The route is well varied with scenery covering residential and industrial areas from the capital with countryside stretches on the way to reading, there’s plenty of bridges, roads, multi-track sections and other trains on the line, and it’s only let down by a few areas which have landscape elevation issues where the ground occasionally sits above the track, it doesn’t affect gameplay at all, but it feels a little odd when it looks like your train is ploughing through a sand dune.

We’ve also got 3 new locomotives, starting with the BR Class 166, a popular diesel multiple unit which has been on the rails since 1993 and has only got more popular especially in the last 5 years.

The second train is the iconic Class 43 “HST” also known as the Intercity 125, which boasts a top speed of 125mph, since first appearing in 1976 the HST has been seen all over Britain with many units still in operation today.

The third locomotive added with the Great Western Express DLC is the Class 66 Diesel freight haulier known as The Shed, it’s slow, heavy and extremely powerful.

Between these three locomotives, there’s a great range of diversity with the 166 relatively easy to handle, the HST is a lot faster and will test your braking distances with more complex controls and finally, the class 66 is more demanding with manual braking meaning you won’t just need to slow down, you’ll need to keep a careful eye on exactly how much pressure those brakes are delivering.

With 3 locomotives, a wide selection of stations both small and large, there’s already quite a lot of content for one DLC, and that’s only scratching the surface.

There’s 5 training modules, 5 scenarios and a massive 274 timetabled routes to work through, 166 on the Class 166, 95 for the HST and 13 freight routes.

There’s also a good selection of collectables, with safety signs and route maps to place, and 25 beacons to collect, the 50 signs are easier to locate due to the blank boards they go on being a dead giveaway, but the beacons are tough to spot and with the larger stations will take plenty of exploring to find them all.

Being part of the preserved collection the Great Western Express route add-on was first released for Train Sim on Xbox nearly 3 years ago, so graphically it’s a bit flakey in places.

Flying down the track at speeds of up to 100mph in The Class 166 and over 120 in the HST, everything looks fine, but when stationary at many locations you’ll see a fair few blurry textures especially when you get up close.
It’s mostly forgivable considering how much ground we’re talking about, but it’s nice to see that this is one area that’s been addressed with newer DLC.

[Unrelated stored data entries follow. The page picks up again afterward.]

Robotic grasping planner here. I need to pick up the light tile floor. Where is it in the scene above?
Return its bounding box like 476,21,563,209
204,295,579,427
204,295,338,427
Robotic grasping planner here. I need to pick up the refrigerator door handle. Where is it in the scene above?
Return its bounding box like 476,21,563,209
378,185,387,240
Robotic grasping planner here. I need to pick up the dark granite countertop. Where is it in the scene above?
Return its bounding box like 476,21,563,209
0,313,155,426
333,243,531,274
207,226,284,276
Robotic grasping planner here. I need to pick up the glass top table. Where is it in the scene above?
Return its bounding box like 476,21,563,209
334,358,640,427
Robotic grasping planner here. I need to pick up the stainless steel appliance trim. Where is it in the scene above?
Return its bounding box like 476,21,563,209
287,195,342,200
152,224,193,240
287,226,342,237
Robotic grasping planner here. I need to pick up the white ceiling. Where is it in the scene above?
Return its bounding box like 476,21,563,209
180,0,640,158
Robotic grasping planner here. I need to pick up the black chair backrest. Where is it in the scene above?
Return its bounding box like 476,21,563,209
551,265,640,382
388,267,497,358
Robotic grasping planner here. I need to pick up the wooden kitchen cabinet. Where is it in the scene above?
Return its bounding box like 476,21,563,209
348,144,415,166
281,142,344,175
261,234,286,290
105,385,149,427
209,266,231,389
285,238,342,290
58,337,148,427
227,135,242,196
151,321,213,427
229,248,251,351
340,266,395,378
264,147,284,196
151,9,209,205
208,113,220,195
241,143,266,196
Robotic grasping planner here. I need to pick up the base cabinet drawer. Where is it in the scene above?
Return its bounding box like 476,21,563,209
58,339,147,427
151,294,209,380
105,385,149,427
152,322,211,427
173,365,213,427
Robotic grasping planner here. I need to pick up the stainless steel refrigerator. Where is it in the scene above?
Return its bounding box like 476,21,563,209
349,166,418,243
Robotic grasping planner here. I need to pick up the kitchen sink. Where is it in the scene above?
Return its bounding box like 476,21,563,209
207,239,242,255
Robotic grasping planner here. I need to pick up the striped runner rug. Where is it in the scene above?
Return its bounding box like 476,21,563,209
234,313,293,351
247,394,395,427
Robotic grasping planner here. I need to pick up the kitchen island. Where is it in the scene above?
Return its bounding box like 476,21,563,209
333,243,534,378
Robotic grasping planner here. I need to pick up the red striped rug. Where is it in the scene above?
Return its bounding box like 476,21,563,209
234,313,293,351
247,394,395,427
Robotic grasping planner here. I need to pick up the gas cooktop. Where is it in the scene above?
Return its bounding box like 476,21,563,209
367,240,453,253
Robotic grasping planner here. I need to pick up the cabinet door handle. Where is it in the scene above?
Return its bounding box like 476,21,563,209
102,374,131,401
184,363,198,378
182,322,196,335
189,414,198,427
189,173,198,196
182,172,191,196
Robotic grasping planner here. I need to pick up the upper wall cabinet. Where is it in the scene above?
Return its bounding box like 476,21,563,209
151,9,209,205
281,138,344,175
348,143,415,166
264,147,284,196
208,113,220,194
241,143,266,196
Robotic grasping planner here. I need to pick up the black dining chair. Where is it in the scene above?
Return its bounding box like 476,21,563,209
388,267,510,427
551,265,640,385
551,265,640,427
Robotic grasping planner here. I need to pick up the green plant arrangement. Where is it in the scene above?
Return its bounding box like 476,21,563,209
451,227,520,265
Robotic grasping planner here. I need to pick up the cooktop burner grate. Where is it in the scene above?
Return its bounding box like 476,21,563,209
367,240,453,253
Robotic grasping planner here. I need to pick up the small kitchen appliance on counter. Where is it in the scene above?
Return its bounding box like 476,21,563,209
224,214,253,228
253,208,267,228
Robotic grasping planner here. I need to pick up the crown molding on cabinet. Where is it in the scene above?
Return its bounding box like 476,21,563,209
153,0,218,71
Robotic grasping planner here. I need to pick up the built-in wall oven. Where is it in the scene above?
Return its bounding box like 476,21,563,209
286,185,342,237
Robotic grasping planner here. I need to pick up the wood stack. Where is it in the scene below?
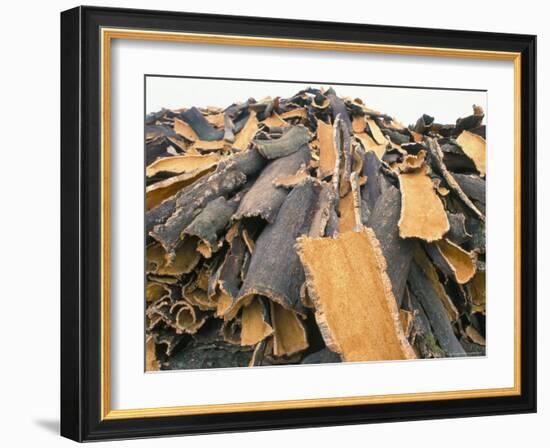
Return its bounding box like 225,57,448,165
145,88,486,370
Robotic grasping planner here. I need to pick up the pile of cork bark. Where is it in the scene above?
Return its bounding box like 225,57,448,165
145,88,485,370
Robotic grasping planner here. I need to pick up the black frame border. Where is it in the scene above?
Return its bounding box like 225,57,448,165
61,6,537,441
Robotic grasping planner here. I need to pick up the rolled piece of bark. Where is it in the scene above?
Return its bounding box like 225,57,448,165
180,107,224,142
254,126,311,159
425,239,476,284
456,131,486,176
183,196,239,258
409,263,466,357
233,145,310,222
298,228,416,361
367,185,414,305
233,181,321,313
399,166,449,241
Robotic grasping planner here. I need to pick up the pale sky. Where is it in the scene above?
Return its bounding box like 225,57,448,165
146,76,488,125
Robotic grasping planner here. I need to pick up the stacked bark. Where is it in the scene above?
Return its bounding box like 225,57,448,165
146,88,485,370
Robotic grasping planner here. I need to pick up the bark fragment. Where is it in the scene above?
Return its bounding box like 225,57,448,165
299,229,415,361
399,166,449,241
254,126,310,159
233,145,310,222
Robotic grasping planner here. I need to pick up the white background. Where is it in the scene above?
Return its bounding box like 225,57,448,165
111,45,514,409
0,0,550,447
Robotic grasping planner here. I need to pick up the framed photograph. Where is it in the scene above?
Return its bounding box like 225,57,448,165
61,7,536,441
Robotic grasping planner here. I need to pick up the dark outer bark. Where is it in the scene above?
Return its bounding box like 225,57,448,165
145,150,266,248
326,87,352,135
218,234,247,300
254,126,310,159
239,181,321,314
180,107,224,142
223,113,235,143
368,187,413,305
414,114,434,134
233,145,310,222
382,129,411,145
409,263,466,356
454,115,484,135
410,293,445,358
161,341,252,370
149,169,246,253
453,174,485,205
428,139,485,221
184,196,239,246
460,336,485,356
445,212,472,244
301,348,342,364
361,151,382,210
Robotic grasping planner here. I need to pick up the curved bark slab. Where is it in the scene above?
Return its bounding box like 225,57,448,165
409,263,466,356
425,240,477,284
428,138,485,221
233,181,320,314
298,228,416,361
241,299,274,345
145,165,215,211
233,111,258,151
452,173,486,205
180,107,224,142
456,131,486,176
161,341,252,370
183,196,239,258
368,186,414,305
413,245,459,322
399,166,449,241
174,118,199,142
317,120,338,179
146,151,265,253
233,145,310,222
146,238,201,277
254,126,311,159
145,154,221,177
270,302,309,356
145,151,266,234
325,87,352,135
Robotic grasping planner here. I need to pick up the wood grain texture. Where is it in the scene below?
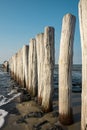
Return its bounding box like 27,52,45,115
59,14,76,124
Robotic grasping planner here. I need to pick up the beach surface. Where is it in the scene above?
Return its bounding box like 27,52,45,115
0,65,81,130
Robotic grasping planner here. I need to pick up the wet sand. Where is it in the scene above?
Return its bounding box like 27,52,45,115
1,89,81,130
0,66,81,130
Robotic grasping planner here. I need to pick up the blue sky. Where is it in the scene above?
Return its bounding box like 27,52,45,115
0,0,81,63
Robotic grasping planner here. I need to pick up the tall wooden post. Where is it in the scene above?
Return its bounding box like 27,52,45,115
59,14,76,125
28,39,37,96
42,27,55,112
79,0,87,130
36,33,44,105
22,45,29,88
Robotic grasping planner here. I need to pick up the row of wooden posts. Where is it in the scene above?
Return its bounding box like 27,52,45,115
2,0,87,130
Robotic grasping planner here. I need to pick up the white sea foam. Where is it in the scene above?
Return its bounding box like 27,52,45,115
0,109,8,128
8,90,16,95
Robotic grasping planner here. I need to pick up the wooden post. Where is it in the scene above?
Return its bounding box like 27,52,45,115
13,53,17,80
42,27,55,112
59,14,76,125
17,49,23,87
23,45,29,88
79,0,87,130
28,39,37,96
36,33,44,105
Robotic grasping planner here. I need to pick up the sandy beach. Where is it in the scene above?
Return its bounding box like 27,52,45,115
1,84,81,130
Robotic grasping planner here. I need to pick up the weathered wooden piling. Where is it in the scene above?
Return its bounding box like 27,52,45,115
36,33,44,105
3,61,9,72
42,27,55,112
22,45,29,88
13,53,17,80
59,14,76,125
79,0,87,130
17,49,23,87
28,39,38,96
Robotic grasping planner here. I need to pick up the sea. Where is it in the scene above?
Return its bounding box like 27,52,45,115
0,64,82,128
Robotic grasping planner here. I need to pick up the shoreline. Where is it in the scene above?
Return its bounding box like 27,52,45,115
1,89,81,130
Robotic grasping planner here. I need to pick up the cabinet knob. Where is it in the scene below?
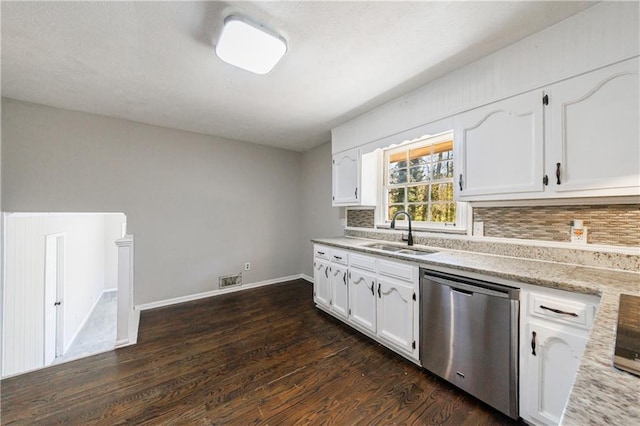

There are really only two other issues with Great Western Express, firstly is the first tutorial, half-way through it insists that you press “Y” to return to driver mode, and sadly the command doesn’t function, which makes that scenario impossible to complete.

It’s known by the developers so maybe we’ll get a fix soon, but it’s a little awkward that this crept through quality control.

Finally are the landscape issues mentioned earlier, it’s easy to look past, but even my girlfriend thought my train had derailed when she glanced at the screen to see the track completely covered by land.

Those few annoyances aside, there’s more than enough positives, the three locomotives are giving us a fantastic range of driving styles, the sound is top-notch across the board, and the route offers plenty of stops, varied scenery and the 274 timetabled routes will take anyone dozens, if not hundreds of hours to work through,
With both of the passenger trains being incredibly popular, there’s also the appeal that many players will have been on, or at least seen one, if not both of them.

In conclusion, it’s fair to say that the Great Western Express DLC is certainly recommended, and if you can forgive the few graphical hiccups, it more than justifies it’s usual £24.99 price-tag, especially when you compare it to some packs with barley offer half of the content.

We’re slowly working through more of the DLC packs, but I’m pretty sure Great Western Express will place highly when we release our top 10 of TSW2 add-ons.

Gameplay - 8
Graphics - 7
Sound - 8.5
Story - 8
Value - 9


In conclusion, it's fair to say that the Great Western Express DLC is certainly recommended, and if you can forgive the few graphical hiccups, it more than justifies it's usual £24.99 price-tag, especially when you compare it to some packs with barley offer half of the content.